Ayotzinapa - Depuis le tourbillon de la douleur


Publié le 29 Août 2019

Centre des droits de l'homme de la Montaña Tlachinollan

 

Cinquante-neuf mois après la disparition des 43 étudiants d'Ayotzinapa, les mères et les pères sont confrontés aux épreuves les plus difficiles de leur lutte. Non seulement à cause de l'usure de leur santé et de la persistance de leurs mouvements, mais aussi parce que leur cœur saigne de l'incertitude de ne pas savoir où sont leurs enfants. Au-delà du fait que le nouveau gouvernement a repris leurs propositions et est en train de promouvoir les lignes d'investigation proposées par le Groupe Interdisciplinaire d'Experts Indépendants (GIEI), avec le soutien du nouveau procureur spécial, il y a un sentiment à l'horizon que les intérêts macro-criminels vont entraver d'une façon ou d'une autre la recherche de la vérité. Malgré ces obstacles, leur combativité a permis de démanteler un appareil de justice déterminé à rendre plus sanglante la souffrance des victimes. Ils ne se sont pas laissés vaincre par une version officielle et n'ont pas eu peur d'affronter les fonctionnaires de l'ancien Bureau du Procureur Général de la République (PGR), qui ont serré les rangs pour couvrir le réseau des auteurs qui servent le système et la délinquance.

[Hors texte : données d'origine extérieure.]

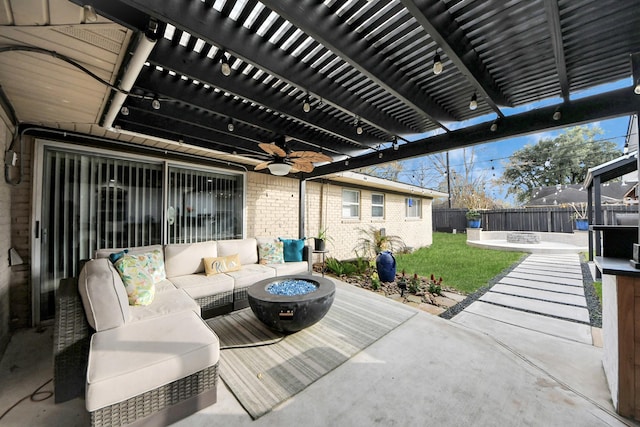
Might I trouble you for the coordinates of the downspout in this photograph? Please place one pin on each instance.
(146, 42)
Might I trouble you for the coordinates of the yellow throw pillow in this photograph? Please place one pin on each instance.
(216, 265)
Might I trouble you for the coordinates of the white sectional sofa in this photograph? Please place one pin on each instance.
(161, 359)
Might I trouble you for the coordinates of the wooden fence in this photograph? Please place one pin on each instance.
(549, 219)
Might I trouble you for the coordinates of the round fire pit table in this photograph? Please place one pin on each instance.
(291, 303)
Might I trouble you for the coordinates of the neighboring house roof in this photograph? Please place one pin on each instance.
(368, 181)
(611, 193)
(613, 168)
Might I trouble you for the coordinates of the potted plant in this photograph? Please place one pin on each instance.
(377, 243)
(473, 218)
(579, 216)
(320, 240)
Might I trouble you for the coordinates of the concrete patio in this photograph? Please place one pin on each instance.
(478, 370)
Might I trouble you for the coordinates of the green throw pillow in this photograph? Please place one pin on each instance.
(271, 253)
(292, 249)
(138, 280)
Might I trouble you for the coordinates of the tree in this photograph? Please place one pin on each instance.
(562, 160)
(466, 183)
(390, 171)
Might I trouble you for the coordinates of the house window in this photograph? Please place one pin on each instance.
(350, 204)
(377, 206)
(413, 207)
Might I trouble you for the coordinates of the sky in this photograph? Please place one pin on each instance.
(491, 157)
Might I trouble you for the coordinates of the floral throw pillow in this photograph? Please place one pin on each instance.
(217, 265)
(271, 253)
(138, 280)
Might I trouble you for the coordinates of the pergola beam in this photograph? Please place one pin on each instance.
(193, 65)
(553, 17)
(434, 17)
(212, 27)
(174, 88)
(586, 110)
(317, 21)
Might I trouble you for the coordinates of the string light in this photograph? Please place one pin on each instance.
(437, 64)
(225, 68)
(306, 105)
(473, 104)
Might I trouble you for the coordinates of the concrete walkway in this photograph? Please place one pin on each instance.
(524, 369)
(544, 294)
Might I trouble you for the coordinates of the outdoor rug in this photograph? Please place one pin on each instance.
(276, 368)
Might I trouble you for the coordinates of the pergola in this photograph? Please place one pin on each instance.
(365, 68)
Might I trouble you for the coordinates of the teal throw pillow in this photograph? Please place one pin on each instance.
(292, 249)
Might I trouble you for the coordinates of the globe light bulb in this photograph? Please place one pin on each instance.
(437, 64)
(474, 102)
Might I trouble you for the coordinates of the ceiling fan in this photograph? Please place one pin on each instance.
(285, 160)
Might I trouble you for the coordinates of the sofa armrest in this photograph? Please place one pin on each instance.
(307, 256)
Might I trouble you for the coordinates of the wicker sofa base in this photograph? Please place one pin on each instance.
(215, 305)
(163, 405)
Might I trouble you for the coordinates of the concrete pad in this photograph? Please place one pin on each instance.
(445, 302)
(567, 271)
(536, 284)
(431, 309)
(545, 325)
(542, 307)
(542, 247)
(540, 294)
(547, 278)
(596, 333)
(452, 377)
(565, 360)
(454, 296)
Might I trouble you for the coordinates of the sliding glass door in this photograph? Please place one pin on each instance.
(91, 202)
(204, 205)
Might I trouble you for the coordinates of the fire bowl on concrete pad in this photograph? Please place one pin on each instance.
(291, 303)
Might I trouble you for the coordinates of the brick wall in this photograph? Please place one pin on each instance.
(272, 206)
(5, 239)
(20, 239)
(324, 210)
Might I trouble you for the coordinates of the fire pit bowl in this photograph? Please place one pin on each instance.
(291, 303)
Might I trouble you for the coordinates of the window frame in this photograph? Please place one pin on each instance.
(382, 205)
(349, 204)
(409, 210)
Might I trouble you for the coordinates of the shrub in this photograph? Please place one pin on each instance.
(414, 283)
(435, 286)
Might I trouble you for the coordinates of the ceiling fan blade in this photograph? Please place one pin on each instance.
(302, 165)
(310, 156)
(272, 149)
(261, 166)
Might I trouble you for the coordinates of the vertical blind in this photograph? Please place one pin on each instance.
(91, 202)
(204, 206)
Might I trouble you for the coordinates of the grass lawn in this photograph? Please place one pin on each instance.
(462, 267)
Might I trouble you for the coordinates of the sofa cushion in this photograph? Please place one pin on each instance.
(186, 258)
(199, 285)
(250, 274)
(104, 253)
(247, 249)
(217, 265)
(271, 252)
(137, 278)
(141, 356)
(165, 302)
(103, 295)
(292, 249)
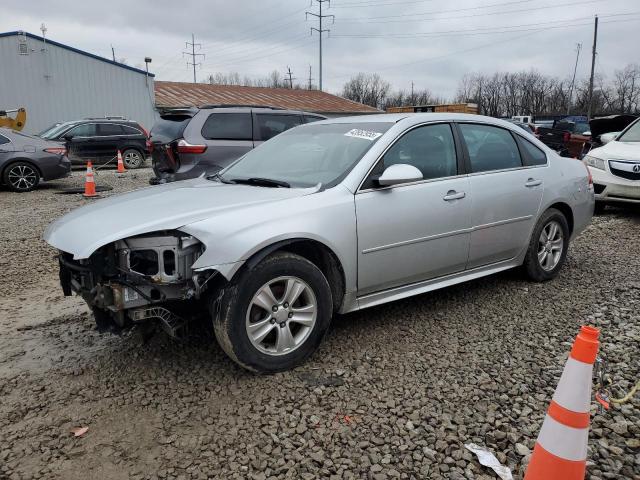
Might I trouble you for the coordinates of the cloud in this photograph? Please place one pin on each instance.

Pour garder vivant le souvenir de cette lutte emblématique, nous avons entrepris la campagne "Ayotzinapa : 43 jours pour les 43" avec le Centre des Droits Humains Miguel Agustín Pro Juárez, Fundar y Serapaz. Notre pari est de maintenir cette cause à un niveau élevé, ce qui nous aidera à avancer vers un véritable changement dans le système judiciaire, où les victimes sont au cœur de tout le processus d'enquête. Pour continuer à honorer leur travail héroïque d'hommes et de femmes de la campagne, qui à plusieurs reprises ont dû quitter la parcelle et la maison, pour porter sur leur poitrine les photos de leurs enfants, nous saisissons leurs sentiments, leur travail, leur douleur et leur espoir.

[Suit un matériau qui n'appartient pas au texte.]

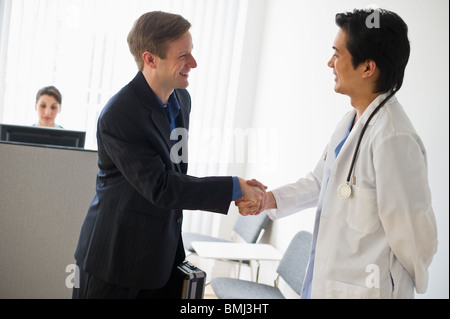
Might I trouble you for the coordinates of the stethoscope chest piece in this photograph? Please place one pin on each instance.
(344, 191)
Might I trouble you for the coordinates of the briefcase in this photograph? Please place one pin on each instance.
(192, 281)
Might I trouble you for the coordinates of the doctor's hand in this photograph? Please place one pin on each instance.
(254, 198)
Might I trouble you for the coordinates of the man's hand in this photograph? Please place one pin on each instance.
(254, 197)
(247, 207)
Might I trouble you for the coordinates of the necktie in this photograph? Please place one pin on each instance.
(172, 111)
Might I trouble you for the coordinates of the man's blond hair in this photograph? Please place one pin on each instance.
(153, 31)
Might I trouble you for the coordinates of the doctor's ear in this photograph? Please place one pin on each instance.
(369, 68)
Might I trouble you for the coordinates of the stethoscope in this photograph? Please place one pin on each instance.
(345, 190)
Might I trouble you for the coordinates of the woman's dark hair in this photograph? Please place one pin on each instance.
(51, 91)
(379, 35)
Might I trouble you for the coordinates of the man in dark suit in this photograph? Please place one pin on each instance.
(130, 242)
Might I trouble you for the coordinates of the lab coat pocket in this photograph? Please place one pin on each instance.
(362, 214)
(340, 290)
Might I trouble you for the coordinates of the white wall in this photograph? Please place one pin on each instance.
(294, 97)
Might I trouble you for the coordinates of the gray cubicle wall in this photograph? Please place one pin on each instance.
(44, 196)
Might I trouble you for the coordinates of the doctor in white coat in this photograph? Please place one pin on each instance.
(376, 238)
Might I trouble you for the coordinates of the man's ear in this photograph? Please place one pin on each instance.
(149, 59)
(370, 67)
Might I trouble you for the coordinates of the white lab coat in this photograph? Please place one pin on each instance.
(379, 242)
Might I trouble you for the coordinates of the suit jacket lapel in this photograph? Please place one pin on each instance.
(158, 116)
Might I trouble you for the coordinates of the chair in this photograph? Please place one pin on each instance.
(292, 269)
(248, 228)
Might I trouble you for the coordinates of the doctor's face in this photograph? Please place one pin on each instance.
(347, 78)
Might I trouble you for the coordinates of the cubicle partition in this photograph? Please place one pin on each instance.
(44, 196)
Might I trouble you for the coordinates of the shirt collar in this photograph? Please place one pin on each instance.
(172, 100)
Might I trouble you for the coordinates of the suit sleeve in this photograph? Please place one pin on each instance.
(137, 153)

Avec la disparition de nos enfants, la chanson est terminée. Ils ont fait taire les cordes de guitare quand ils ont fait disparaître mes deux futurs professeurs, ceux qui allaient me sortir de la pauvreté. Maintenant, de temps en temps, une mélodie retentit, qui s'éteint quand leurs souvenirs viennent à l'esprit. Il n'y a pas de vie, pas de chanson, pas d'illusions, de rêves ou de rires, on marche seulement pour les trouver. Depuis que nous avons reçu la mauvaise nouvelle, la tristesse est venue à nos âmes et à notre foyer. Les cordes et les fils sonores qui tissent les chansons de la vie ont été réduits au silence.

J'avais l'habitude de jouer dans un groupe, mais j'ai arrêté un moment parce que ma guitare est tombée en panne. Quand mon fils était à Chilpancingo, il m'en a acheté une toute neuve mais je n'ai pas compris la vérité depuis son absence. Parfois, j'en joue d'une autre que j'ai acheté, parce que celle qu'il m'a donné je la garde. Elle est accrochée et couverte parce que j'espère qu'à son retour, je la lui donnerai. La tristesse me frappe presque toujours quand je la vois, elle ne me donne pas envie de la regarder, encore moins de la toucher, juste de verser des larmes.



C'est la merde, le 26, nous avons parlé pendant plusieurs heures, nous avons terminé exactement à 17h35 de l'après-midi. Depuis, notre épreuve a commencé.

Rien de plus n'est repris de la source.